All of these beloved visuals were part of the DNA of Los Angeles during the 1960s. Store fronts, bus benches, billboards, neon signs, and murals all helped resurrect the psychedelic era. Extras dressed in vintage garb and hair shuffled down the boulevard. It was a transporting experience.
A recreation of a bus bench advertisement for the “Rosey Grier Show.” Photo: Alison Martino
Hundreds of residents, tourists, and Tarantino enthusiasts, watched dozens of gorgeous midcentury vehicles, old RTD busses, and a powder blue Karmann Ghia driven at top speed by Pitt himself, drive backwards and forwards, with Tarantino and cinematographer, Bob Richardson alongside.

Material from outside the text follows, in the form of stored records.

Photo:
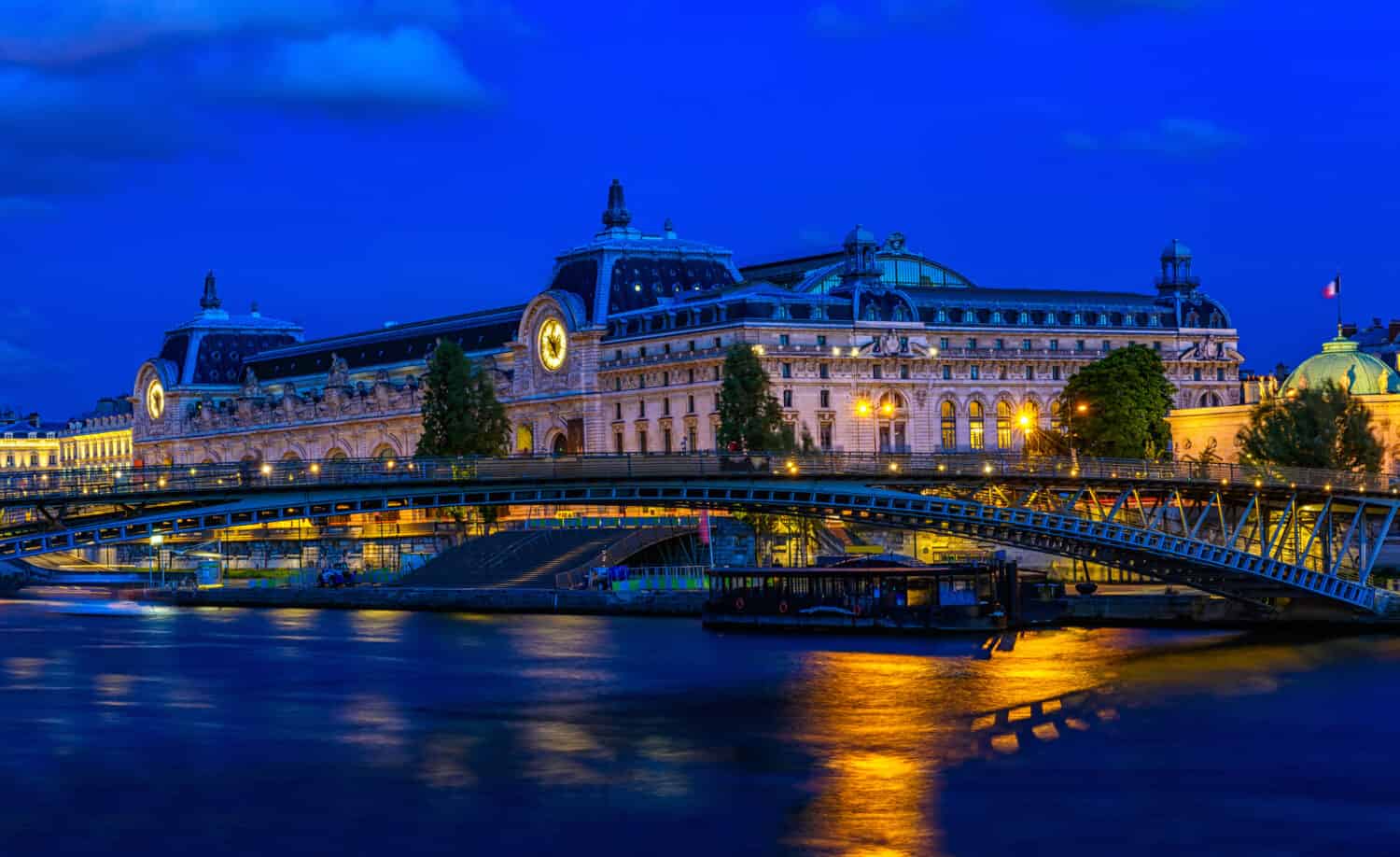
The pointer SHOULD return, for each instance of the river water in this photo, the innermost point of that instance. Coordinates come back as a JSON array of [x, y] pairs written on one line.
[[226, 731]]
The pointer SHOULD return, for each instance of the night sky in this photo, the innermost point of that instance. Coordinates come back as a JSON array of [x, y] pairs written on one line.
[[347, 162]]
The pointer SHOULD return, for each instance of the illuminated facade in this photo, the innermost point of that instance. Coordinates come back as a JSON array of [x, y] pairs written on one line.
[[100, 439], [1341, 361], [870, 347], [28, 444]]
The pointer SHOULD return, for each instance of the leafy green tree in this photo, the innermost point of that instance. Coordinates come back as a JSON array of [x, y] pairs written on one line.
[[1316, 428], [461, 414], [748, 411], [1126, 398]]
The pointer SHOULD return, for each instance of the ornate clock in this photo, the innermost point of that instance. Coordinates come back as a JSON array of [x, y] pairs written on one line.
[[154, 400], [552, 344]]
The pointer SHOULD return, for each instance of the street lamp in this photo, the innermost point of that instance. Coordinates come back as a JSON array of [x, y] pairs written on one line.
[[156, 557]]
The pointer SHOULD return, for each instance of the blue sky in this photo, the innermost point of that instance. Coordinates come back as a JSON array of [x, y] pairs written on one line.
[[347, 162]]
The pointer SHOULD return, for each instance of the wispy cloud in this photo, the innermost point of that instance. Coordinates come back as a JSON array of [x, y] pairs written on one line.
[[1176, 136], [408, 67]]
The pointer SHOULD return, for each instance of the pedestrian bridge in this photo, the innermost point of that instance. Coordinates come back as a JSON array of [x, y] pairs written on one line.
[[1252, 534]]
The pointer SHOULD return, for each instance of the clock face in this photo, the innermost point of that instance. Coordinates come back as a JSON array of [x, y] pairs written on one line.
[[154, 400], [552, 344]]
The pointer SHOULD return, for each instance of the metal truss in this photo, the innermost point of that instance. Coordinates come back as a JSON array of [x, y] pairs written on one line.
[[1249, 545]]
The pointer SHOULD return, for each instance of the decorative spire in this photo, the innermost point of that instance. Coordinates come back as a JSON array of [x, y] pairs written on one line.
[[210, 299], [616, 216]]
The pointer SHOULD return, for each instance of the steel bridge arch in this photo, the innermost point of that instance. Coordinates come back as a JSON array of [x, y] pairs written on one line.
[[1228, 570]]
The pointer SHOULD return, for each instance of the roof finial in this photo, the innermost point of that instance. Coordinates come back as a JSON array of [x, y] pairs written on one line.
[[210, 299], [616, 215]]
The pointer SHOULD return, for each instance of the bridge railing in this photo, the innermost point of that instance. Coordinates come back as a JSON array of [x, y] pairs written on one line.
[[117, 484]]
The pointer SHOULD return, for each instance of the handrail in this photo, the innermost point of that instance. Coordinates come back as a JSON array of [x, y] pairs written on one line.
[[119, 484]]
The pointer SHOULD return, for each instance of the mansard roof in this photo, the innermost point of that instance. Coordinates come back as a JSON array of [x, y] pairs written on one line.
[[476, 332]]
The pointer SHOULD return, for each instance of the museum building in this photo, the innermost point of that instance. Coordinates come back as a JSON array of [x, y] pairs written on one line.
[[870, 347]]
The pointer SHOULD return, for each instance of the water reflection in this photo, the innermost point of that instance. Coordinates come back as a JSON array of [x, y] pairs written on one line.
[[540, 733]]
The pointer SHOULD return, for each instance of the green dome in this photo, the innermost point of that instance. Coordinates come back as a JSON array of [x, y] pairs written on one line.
[[1347, 367]]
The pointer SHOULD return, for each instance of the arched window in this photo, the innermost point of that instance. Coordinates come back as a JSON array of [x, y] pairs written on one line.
[[1004, 416], [948, 425]]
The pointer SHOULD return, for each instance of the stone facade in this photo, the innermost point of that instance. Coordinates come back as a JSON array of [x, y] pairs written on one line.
[[868, 349]]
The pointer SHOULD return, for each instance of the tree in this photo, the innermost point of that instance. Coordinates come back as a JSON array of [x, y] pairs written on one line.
[[461, 414], [1316, 428], [1126, 398], [748, 411]]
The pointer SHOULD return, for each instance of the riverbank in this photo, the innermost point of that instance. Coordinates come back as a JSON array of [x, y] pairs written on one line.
[[440, 599]]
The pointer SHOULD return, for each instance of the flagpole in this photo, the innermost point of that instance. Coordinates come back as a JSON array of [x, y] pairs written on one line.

More backdrops: a TV appliance store with old televisions.
Photo: Alison Martino
Another scene was a slower driving sequence with Brad and Leo in the front seat of a creamed colored Caddy, very similar to the one Mr. Blonde drove in Reservoir Dogs. The crowd screamed like teenagers as the two drove past several times, waving to the onlookers between takes.
Tarantino sported a Dashiki shirt, bandana, and pipe as he directed the two in front, while being towed by a process trailer. To see the man in action at the epicenter of Hollywood Boulevard was a far out scene.
It felt like a Vintage Los Angeles amusement park. What struck me the most is the practical demand of shooting on Hollywood Boulevard. I can imagine a world, in which for whatever reason Tarantino had been denied filming on the actual boulevard, he may never have made this movie.
Before coming to the boulevard, he recreated a Taco Bell in Tustin from one of its original adobe structures, then he used the Cinerama Dome featuring the film Krakatoa East of Java.
Over the next several months, Once Upon a Time In Hollywood might transform a neighborhood near you. My only wish is that they leave it all up when the movie wraps.